La loi n° 2026-103 du 19 février 2026 de finances pour 2026 prévoit de nombreuses mesures défavorables concernant les intercommunalités. Par ailleurs, de nombreuses informations récentes peuvent permettre d’ajuster les éléments qu’il faut retenir en vue de la préparation des budgets.
- La progression de la dotation d’intercommunalité
En 2026, l’enveloppe nationale de dotation d’intercommunalité est à nouveau abondée de 90 M€, comme chaque année depuis 2019, cet abondement étant financé par une baisse corrélative de la dotation de compensation des EPCI.
Concrètement, pour les EPCI à fiscalité propre éligibles, la DI par habitant continuera de progresser, dans le cadre du tunnel d’évolution (entre 95% et 120% du montant par habitant de l’année précédente) et des dispositifs de garantie prévus par les textes, ce qui devrait se traduire par une hausse de la DGF pour la plupart des intercommunalités bénéficiaires.

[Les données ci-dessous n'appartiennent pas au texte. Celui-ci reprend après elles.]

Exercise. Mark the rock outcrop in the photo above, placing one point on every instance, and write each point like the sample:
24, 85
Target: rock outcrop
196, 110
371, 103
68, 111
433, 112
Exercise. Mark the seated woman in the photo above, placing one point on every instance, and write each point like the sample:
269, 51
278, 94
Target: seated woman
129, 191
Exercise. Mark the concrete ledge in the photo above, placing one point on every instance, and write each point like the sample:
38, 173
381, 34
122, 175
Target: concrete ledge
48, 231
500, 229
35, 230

- La baisse de la dotation de compensation
Pour financer cette progression, la dotation de compensation des intercommunalités est une nouvelle fois utilisée comme variable interne de la DGF : son enveloppe nationale diminue de - 3,52% en 2026, après – 3,63% en 2025.

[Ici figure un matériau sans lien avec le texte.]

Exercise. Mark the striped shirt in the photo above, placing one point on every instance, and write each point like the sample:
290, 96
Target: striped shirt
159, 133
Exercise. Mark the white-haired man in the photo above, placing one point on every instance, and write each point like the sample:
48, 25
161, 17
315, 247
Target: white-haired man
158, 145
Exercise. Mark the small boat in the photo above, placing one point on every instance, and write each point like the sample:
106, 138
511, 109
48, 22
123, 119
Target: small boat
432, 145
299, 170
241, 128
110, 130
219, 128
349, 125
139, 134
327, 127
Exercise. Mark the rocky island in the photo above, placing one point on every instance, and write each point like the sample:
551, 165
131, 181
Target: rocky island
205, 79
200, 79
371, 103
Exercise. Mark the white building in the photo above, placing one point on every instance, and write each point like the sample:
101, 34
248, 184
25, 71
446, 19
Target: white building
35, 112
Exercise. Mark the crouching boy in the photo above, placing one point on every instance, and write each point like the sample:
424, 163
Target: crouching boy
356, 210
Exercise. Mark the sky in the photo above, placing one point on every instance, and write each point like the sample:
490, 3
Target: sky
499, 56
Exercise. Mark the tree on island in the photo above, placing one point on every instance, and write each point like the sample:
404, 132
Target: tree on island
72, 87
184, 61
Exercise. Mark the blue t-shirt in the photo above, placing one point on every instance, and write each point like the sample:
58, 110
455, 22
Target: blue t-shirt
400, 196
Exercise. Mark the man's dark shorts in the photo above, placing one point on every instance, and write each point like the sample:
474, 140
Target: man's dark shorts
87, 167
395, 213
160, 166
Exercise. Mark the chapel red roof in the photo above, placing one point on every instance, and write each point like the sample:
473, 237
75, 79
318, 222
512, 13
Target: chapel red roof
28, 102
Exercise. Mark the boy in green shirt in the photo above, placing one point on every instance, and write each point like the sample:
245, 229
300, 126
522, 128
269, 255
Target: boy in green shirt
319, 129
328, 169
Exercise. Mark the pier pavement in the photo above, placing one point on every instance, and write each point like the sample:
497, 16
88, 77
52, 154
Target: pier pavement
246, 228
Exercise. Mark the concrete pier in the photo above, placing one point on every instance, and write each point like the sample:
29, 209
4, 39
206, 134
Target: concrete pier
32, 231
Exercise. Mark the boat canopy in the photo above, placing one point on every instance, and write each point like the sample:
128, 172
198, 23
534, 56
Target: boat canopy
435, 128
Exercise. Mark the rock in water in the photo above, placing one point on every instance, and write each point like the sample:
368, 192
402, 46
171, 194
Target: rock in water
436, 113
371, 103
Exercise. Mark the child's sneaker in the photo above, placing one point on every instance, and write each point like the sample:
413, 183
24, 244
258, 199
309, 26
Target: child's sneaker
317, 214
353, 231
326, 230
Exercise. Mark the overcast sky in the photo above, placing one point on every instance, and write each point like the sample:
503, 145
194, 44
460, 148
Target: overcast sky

Chaque EPCI qui percevait une dotation de compensation en 2025 subira ainsi une minoration mécanique de ce montant en 2026, qu’il convient d’anticiper dans le budget primitif, en tenant compte des notifications de DGF qui doivent intervenir au plus tard le 31 mars 2026.
L’AMF met à la disposition de ses intercommunalités adhérentes un outil exclusif qui offre une simulation de leur DGF (dotation d’intercommunalité et dotation de compensation) pour 2026 : https://www.amf.asso.fr/m/dgf/accueil.php
- Les fractions de TVA affectées aux EPCI
Depuis la loi de finances pour 2025, les fractions de TVA versées aux EPCI à fiscalité propre, en compensation de la suppression de la taxe d’habitation sur les résidences principales (THRP) et de la CVAE, sont indexées sur l’évolution de la TVA nationale de l’année N-1 (TVA nette budgétaire définitive), et non plus de l’année en cours.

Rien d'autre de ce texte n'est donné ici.